1897 September. His will mentions his homes at Monk's Manor, Lincoln and 5 St. George's Place, London; his sister Caroline Sarah Daintree; his brother Arthur Ruston; his niece Caroline Ruston; his brother William Seward Ruston; his son Joseph Seward Ruston; other sons and daughters (not named). 
1897 Obituary 
JOSEPH RUSTON was born on 12th February 1835 at Chatteris, Cambridgeshire.
Having served his time with Messrs. Wostenholm and Son, Washington Cutlery Works, Sheffield, he began business as a millwright in a small way at Lincoln in 1857.
By dint of great energy he built up a large engineering concern, which was converted into a company in 1889.
From 1857 to 1897 the works produced 20,800 engines, 19,700 boilers, 10,900 threshing machines, and 1,350 corn mills, in addition to a number of other miscellaneous implements. It was largely by cultivating a foreign connection that these results were obtained.
At the Lincoln Meeting of this Institution in 1885 he contributed a Paper on Dunbar and Ruston's steam navvy (Proceedings 1885, page 349). In municipal affairs he took a great interest, and became councillor, alderman, justice of the peace, and mayor of Lincoln; and for some years he represented that city in parliament.
He had conferred upon him the Cross of the Legion of Honour, and the Order of the Osmanieh.
His death took place at his residence in Lincoln on 10th June 1897, at the age of sixty-two.
He became a Member of this Institution in 1867.
"...died Mr. Joseph Ruston, chairman of the board of directors of Messrs. Ruston, Proctor, and Co., engineers. He was the son of the late Robert Ruston, of Chatteris, and was born in 1835.
In 1857 he went to Lincoln, and invested his capital in a millwright business carried on by Messrs. Ruston and Proctor, and increased it by his exertions from the small establishment employing twenty-five bands to the large business with which his name has for many years been connected. In 1889 the undertaking was converted into a limited liability company, with a capital of half a million.

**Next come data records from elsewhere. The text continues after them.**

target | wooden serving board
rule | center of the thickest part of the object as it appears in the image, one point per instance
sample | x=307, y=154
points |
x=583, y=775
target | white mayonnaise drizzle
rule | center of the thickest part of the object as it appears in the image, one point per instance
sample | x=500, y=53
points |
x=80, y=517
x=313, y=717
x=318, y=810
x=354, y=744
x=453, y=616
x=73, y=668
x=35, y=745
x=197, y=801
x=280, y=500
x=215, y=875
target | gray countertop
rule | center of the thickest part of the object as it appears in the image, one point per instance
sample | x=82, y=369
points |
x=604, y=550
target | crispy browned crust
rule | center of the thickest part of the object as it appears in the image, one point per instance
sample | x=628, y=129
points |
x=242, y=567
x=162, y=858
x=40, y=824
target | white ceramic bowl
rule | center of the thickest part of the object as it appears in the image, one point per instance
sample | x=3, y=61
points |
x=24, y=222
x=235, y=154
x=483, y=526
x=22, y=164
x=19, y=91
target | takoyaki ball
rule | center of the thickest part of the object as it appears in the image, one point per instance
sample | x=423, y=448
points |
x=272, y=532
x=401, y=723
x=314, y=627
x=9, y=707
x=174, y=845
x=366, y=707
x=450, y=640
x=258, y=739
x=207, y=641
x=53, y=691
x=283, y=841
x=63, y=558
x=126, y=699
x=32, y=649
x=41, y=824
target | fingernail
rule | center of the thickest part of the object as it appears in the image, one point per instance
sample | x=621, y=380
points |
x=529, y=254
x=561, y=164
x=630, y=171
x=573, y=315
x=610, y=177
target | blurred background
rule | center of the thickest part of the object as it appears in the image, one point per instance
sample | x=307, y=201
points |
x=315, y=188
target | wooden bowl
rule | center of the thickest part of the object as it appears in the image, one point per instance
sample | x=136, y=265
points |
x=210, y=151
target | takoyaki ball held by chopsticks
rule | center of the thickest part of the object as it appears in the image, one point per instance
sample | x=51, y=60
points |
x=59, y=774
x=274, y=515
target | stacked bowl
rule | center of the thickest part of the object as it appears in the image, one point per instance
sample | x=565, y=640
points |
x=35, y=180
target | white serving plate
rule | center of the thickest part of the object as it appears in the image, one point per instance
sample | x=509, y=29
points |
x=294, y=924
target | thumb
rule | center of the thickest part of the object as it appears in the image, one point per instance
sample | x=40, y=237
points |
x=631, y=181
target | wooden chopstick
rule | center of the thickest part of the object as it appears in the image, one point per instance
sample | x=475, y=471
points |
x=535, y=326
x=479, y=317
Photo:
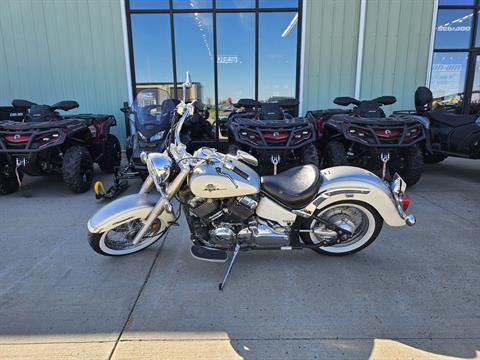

The firm is very well known, and has received no fewer than 267 medals and awards..."More
"THE LATE MR. JOSEPH RUSTON.- The death occurred late on the 10th inst. of Mr. Joseph Ruston, the head and founder of Ruston, Proctor, and Co., Limited. Mr. Ruston was born at Chatteris in 1835, and began business as a millwright in a small way at Lincoln in 1857; but worked with such assiduity and energy as to rapidly build up a large concern, which ultimately, in 1889, was transferred to a limited liability company, with a capital of 250,000L. in shares, and 250,000L. in debentures. The profits of the firm for the seven years prior to 1889 averaged 50,000L. per annum. The past financial year was not a favourable one for the company, but with this exception it has done very well, and it is now employing 1900 work people, its iron works covering an area of 8 acres, and its wood works occupying a site of equal importance. From the year in which Mr. Ruston established himself in business at Lincoln to May, 1897, the firm and company sent out 20,800 engines, 19,700 boilers, 10,900 threshing machines, and 1350 corn mills, in addition to a large number of other miscellaneous implements. Such results as these could not have been attained without the development of a foreign connection, which Mr. Ruston did his utmost to build up. Mr. Ruston proved himself a munificent friend to Lincoln, having provided a fine drill-hall for the local volunteers, a children's ward at the Lincoln County Hospital, &c. Although a Nonconformist, he restored a monument in Lincoln Cathedral to the memory of Queen Eleanor. Like many other successful industrials, Mr. Ruston aspired to enter Parliament, and he was returned for Lincoln by a majority of nearly 1000 in 1884. He was re-elected at the general election of 1895, but his political career terminated with the Home Rule proposals of Mr. Gladstoue, which he could not accept. He had conferred upon him the cross of the Legion of Honour and the Order of the Osmanieh. A widow and seven children survive him."